Além dos maronitas, também encontramos católicos propriamente ditos. Se engana quem pensa que o conflito Árabe-Israelense seja um conflito entre muçulmanos e judeus. Quase um quinto de toda a população palestina é cristã. Majoritariamente composta por católicos apostólicos romanos. Devido a posição sagrada da cidade de Belém para os católicos, a cidade possui mais igrejas que mesquitas.

O catolicismo chegou à Palestina durante as Cruzadas. religião imposta pelos invasores, muitos habitantes daquela região se converteram a nova religião. Com a reconquista da "Terra Santa" pelo guerreiro curdo Al-Saadin (nosso Saladino), o novo credo foi permitido. Muito longe do fato do Saladino ser uma pessoa boazinha e tolerante. Isso ocorreu pelo fato do próprio Corão permitir que judeus e cristãos convivam junto com muçulmanos.
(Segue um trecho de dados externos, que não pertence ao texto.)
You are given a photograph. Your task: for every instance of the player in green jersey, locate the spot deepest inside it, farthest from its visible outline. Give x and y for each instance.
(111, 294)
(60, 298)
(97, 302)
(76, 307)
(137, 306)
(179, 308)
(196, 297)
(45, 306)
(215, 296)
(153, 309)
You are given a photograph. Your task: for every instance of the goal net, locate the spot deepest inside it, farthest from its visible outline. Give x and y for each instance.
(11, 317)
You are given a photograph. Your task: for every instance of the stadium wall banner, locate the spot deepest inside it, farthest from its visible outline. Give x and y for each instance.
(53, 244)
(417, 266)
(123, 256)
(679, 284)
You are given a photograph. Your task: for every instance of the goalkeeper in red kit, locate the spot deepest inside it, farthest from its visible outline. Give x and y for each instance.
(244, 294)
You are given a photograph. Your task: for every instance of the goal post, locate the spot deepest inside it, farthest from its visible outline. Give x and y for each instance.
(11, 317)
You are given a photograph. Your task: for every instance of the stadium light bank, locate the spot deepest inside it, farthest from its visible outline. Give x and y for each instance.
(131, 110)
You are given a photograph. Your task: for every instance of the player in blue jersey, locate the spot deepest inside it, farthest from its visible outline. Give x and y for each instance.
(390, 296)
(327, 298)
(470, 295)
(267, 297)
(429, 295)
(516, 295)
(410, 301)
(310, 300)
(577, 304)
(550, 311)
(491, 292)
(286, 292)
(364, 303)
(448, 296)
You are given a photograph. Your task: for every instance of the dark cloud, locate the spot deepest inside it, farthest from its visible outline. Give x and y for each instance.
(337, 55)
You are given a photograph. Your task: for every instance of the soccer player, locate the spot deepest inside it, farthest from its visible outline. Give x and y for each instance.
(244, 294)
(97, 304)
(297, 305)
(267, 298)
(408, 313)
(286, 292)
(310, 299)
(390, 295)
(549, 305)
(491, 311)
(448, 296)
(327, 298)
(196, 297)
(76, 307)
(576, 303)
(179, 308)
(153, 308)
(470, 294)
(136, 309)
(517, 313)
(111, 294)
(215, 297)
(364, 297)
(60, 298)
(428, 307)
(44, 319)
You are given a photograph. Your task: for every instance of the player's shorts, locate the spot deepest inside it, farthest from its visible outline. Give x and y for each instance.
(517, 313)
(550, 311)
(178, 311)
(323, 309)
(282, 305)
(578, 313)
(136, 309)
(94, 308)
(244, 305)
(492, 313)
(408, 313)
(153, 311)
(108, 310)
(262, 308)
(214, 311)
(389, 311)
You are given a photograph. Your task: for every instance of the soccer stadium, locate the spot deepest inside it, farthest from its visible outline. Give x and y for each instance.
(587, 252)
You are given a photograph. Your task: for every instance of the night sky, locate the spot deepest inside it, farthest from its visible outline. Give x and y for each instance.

Curiosamente, até hoje palestinos muçulmanos chamam os palestinos católicos de "francos". Referência direta às Cruzadas.

Procissão católica na Cisjordânia. Note as cercas e muros separando os lados palestinos e israelenses. Fonte:catholicherald.com

Também encontramos cristãos não-seguidores de vertentes papistas do cristianismo. Há pelo menos três grandes igrejas de rito ortodoxo presentes no oriente Médio e Norte da África: o cristianismo ortodoxo grego, a igreja siríaca e a igreja copta.

Antes, vale relembrarmos o que seria um cristão ortodoxo. Ao contrário do que o nome possa parecer, não significa que os cristãos ortodoxos sejam mais "piegas" na sua interpretação da Bíblia.